Improved monitoring of off-label drug use urged
OTTAWA — Canada needs to rapidly adopt nationwide electronic medical systems to better understand how Canadians are reacting to “widespread” use of off-label prescription drugs, a new report from the Senate science committee says.
“It’s inexcusable that we are so late getting to a full electronic interaction of the medical system with patients and with Health Canada,” committee chair Kelvin Ogilvie told Postmedia News.
Health Canada does not monitor off-label prescription drug use and data on how often Canadian physicians prescribe drugs to treat conditions other than the ones they’re approved for are not available. However, a 2012 Quebec study found that one in nine drugs were prescribed for off-label use.
The study showed anticonvulsants, antipsychotics and antidepressants were among the drugs most often prescribed for non-approved uses.
Antipsychotics, which are approved for treatment of conditions such as schizophrenia and bipolar disorder in adults, were of particular concern to some appearing before the committee.
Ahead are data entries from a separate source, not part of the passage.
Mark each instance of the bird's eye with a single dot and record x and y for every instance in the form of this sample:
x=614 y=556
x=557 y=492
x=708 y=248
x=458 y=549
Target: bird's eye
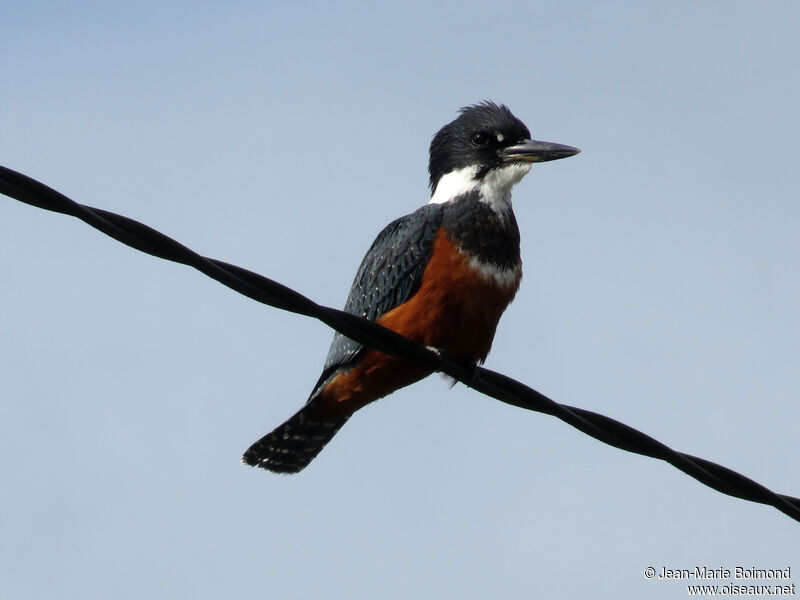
x=480 y=138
These drugs are often prescribed off-label to children with behavioural issues, autism spectrum disorder and disruptive behaviour disorder. Health Canada has warned physicians of serious adverse reactions associated with children prescribed antipsychotics.
Off-label drug use is not inherently bad — in fact, many people can benefit from innovative off-use prescriptions of drugs, particularly if they have cancer or a rare disease — but Ogilvie said there is no understanding of what off-label prescribing is safe because Health Canada “has not set up an efficient and effective way to monitor the adverse reactions of drugs” prescribed off-label.
Currently, patients who experience adverse reactions to drugs can file a report with Health Canada. But few know they can do this and “navigating from Health Canada’s home page to the online reporting form is lengthy and not intuitive,” the Senate report notes.
Ogilvie said he suspects fewer than three per cent of adverse drug reactions are reported. And those reports don’t distinguish between reactions from intended and offlabel drug use. He said this could be improved by getting electronic health records and electronic prescribing up and running across the country. This would alert physicians right away if they’re prescribing drugs for off-label use and would allow this information to be recorded, tracked and analyzed in real time.
Physicians can sometimes be unaware that they’re prescribing drugs off-label. This is the case when drugs are prescribed for an approved use but for an unapproved group.
More than a decade ago, Canada spent millions of dollars to create a non-profit independent body to develop electronic health systems, but progress has been slow—something Ogilvie attributes to “our fascination with protecting patients’ data.”